Man is she a bitch. Or maybe he is. My memories. Or my nightmares. This one, I keep thinking I've lassoed it, tied it up good and tight, in the corral, no in the barn locked up tight. And dammit if someone doesn't open that barn door. Usually me. But prompted by someone else. Someone like a therapist. Someone that knows what they are doing but unfortunately, can't get that nightmare back in the barn in those 15 minutes left of your session when you finally admitted what happened.
"Oh but I've dealt with it. Forgiven and gone on. He's dead. I've moved on. I'm over it." Except I'm not. Or I would have told her about it the first time I saw her. I told myself I was just testing the waters to see if we were a fit. No need to drag all that out if we weren't going to mesh. Truth is, I wanted to hide it from her. I wanted to pretend it hadn't happened. I wanted to be "normal."

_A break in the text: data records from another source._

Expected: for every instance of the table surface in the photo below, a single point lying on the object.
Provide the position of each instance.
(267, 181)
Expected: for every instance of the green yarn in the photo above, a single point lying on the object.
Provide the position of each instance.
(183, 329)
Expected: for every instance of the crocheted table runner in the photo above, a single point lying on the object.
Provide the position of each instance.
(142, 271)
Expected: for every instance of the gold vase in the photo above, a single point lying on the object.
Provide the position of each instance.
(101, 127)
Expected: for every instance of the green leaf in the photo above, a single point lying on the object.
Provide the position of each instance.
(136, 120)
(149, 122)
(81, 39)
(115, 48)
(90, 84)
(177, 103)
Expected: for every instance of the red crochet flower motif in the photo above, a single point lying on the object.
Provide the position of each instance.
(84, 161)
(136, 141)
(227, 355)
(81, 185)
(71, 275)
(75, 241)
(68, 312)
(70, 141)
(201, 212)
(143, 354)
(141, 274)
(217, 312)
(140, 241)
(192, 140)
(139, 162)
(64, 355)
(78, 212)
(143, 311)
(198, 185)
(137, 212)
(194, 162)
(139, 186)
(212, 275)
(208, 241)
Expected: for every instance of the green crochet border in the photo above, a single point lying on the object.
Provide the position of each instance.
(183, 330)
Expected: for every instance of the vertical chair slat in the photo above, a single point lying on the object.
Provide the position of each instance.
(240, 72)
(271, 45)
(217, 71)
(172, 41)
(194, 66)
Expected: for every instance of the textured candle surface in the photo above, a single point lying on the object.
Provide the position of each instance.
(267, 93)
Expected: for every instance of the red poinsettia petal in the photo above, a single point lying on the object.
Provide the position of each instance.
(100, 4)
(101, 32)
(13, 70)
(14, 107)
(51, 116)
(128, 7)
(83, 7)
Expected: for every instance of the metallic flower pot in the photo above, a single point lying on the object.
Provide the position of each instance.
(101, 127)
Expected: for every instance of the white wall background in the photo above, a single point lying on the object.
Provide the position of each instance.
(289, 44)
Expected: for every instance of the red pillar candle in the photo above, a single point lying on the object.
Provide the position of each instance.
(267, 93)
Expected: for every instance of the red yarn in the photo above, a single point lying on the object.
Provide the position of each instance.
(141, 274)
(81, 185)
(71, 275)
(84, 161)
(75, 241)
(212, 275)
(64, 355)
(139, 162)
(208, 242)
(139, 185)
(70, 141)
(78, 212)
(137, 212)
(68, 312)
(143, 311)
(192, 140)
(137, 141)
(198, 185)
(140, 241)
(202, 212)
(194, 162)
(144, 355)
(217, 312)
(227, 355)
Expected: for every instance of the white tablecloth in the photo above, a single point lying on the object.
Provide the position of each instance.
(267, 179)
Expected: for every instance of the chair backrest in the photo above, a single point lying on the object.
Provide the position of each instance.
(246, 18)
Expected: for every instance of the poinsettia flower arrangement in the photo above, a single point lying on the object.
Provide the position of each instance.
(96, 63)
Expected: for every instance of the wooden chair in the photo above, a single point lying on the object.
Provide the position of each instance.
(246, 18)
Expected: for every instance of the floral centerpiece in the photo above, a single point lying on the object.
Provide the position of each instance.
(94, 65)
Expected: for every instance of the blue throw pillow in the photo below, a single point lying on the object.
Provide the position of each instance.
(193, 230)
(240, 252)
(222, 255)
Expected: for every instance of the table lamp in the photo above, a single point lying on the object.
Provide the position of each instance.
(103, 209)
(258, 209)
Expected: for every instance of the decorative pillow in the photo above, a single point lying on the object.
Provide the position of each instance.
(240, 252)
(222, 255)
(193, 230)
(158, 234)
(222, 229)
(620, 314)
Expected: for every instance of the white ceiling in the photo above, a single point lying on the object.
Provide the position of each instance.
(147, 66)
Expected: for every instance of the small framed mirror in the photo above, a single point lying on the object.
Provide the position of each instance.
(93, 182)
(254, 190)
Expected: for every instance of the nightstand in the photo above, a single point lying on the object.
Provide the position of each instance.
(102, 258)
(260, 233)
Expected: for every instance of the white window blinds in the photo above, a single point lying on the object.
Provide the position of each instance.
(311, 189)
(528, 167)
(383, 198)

We talked about how often it happens. One in four. One, two, three, four. I can be volunteering at school and know that if there are five of us there, it's very likely that one other woman has had this happen to her. She has my nightmare or something similar. And once you say it happened to you...women come out of the woodwork admitting it happened to them. Or at least that has been my experience. Or they don't. But I know, I can tell by the way they drink too much, or keep their arms around themselves make themselves small or big, it happened to them too.
Memory. Yeah, it's a bitch. Let's not give it a gender. It sneaks up on you in the most inopportune moments. Makes you feel small, insignificant and helpless, all over again. You get stuck in that place of memory. And getting back out, it takes some strength. Some people stay locked in their nightmares, never escaping. But that isn't where I want to be. I did not survive my childhood to be paralyzed by it. So ugly dirty thoughts come to me again. The self loathing and despising my body comes again. But I will pass through on the other side. My nightmares will not hold me back. Time to open the barn door. Let them run at me. I have hands to hold to help me through their ugliness.
And then I'll pick myself up. I'll start over. I wasn't beaten as a child. I certainly won't be beaten as an adult.
I just can't quite announce that label yet. Not yet. But one day, I will proudly wear that badge. Until then, I'll battle the nightmares 55 minutes at a time once every other week. And hope to keep the barn door closed til then.